Jadinya for the last half an hour, gue cuma bisa berkaca-kaca bolak balik klik klik photo-photo waktu bayi-bayi ku baru lahir. How tiny and innocent they are. How as parents, we have the responsibility to provide.
And of course, it has to go back to my parents.
Mau nangis nih.
As I wrote this, I was thinking how blessed I am to have parents like my parents. Mungkin secara komunikasi anak sama orang tua kita biasa-biasa aja. They are not the kinds you can actually go to and talk to and discuss different things with. Galak banget lho hehehe…
But they definitely are the ones who shaped my financial attitude.
Gue gak akan pernah lupa, betapa susahnya dulu waktu jaman SD atau SMP untuk bisa beli mainan atau baju baru. Bukan karena mereka gak mampu, tapi karena orang tua gue punya disiplin keuangan yang perlu dicontoh generasi kita.
Tapi waktu umur 14, gue pengen les bahasa Inggris yang mahal banget (dulu lokasi tempat lesnya rumah tua yang sekarang jadi FO di pojokan Jl. Riau Bandung), Papa dengan enteng mengijinkan. Dengan bingung gue bertanya, kenapa, kan biasanya pelit gitu. Jawabannya, “I will pay for anything you want or need for education.” Dasar bandel gue bertanya lagi, “Why? Is it because it’s your obligation?“. Jawaban Papa yang berikut masih bikin gue nangis sampe hari ini, “No, it’s not my obligation. It’s because YOU are my responsibility.“
Lesson learnt from Mr. Irawan Poerwo aka My Dad, you just have to take up your responsibility. In this case, we need to teach our children and shape their financial attitude, because their financial literacy is our responsibility.
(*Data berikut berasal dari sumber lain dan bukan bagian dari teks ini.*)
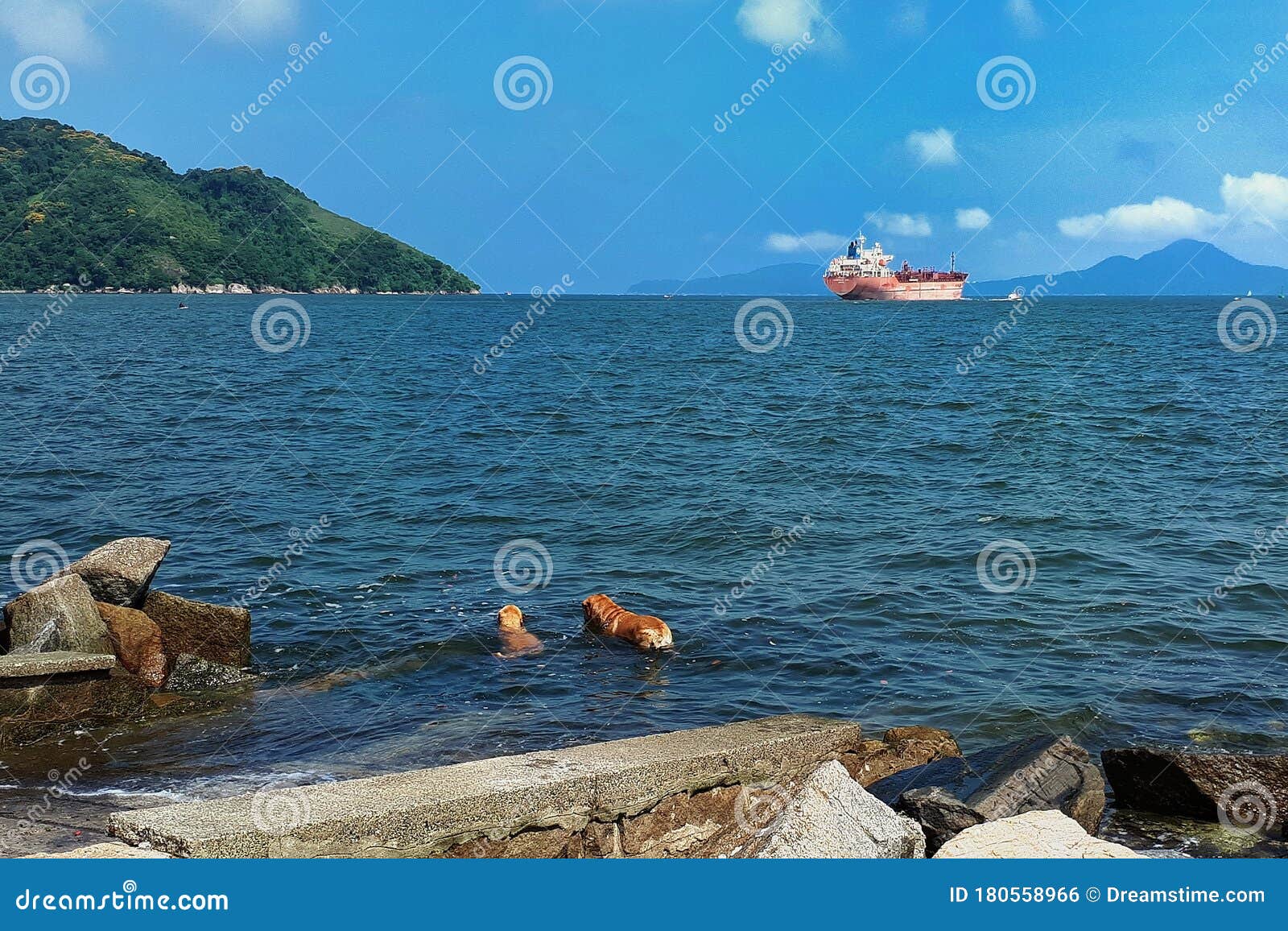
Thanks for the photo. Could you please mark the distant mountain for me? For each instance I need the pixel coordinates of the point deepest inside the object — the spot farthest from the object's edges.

Coba deh perhatikan. Selama ini kita semua sedikit banyak merefleksikan apa yang dilakukan orang tua kita. Dalam soal uang, ini pun menjadi habit yang terus kita bawa dari kecil sampai sekarang. Kalau sekarang kita sudah melenceng terlalu jauh, terus generasi anak kita gimana dong?
For our children, financial education can only be done through continuous ‘training’ at home, at school and everyday activities. Ofcourse kita yang harus memberi contoh.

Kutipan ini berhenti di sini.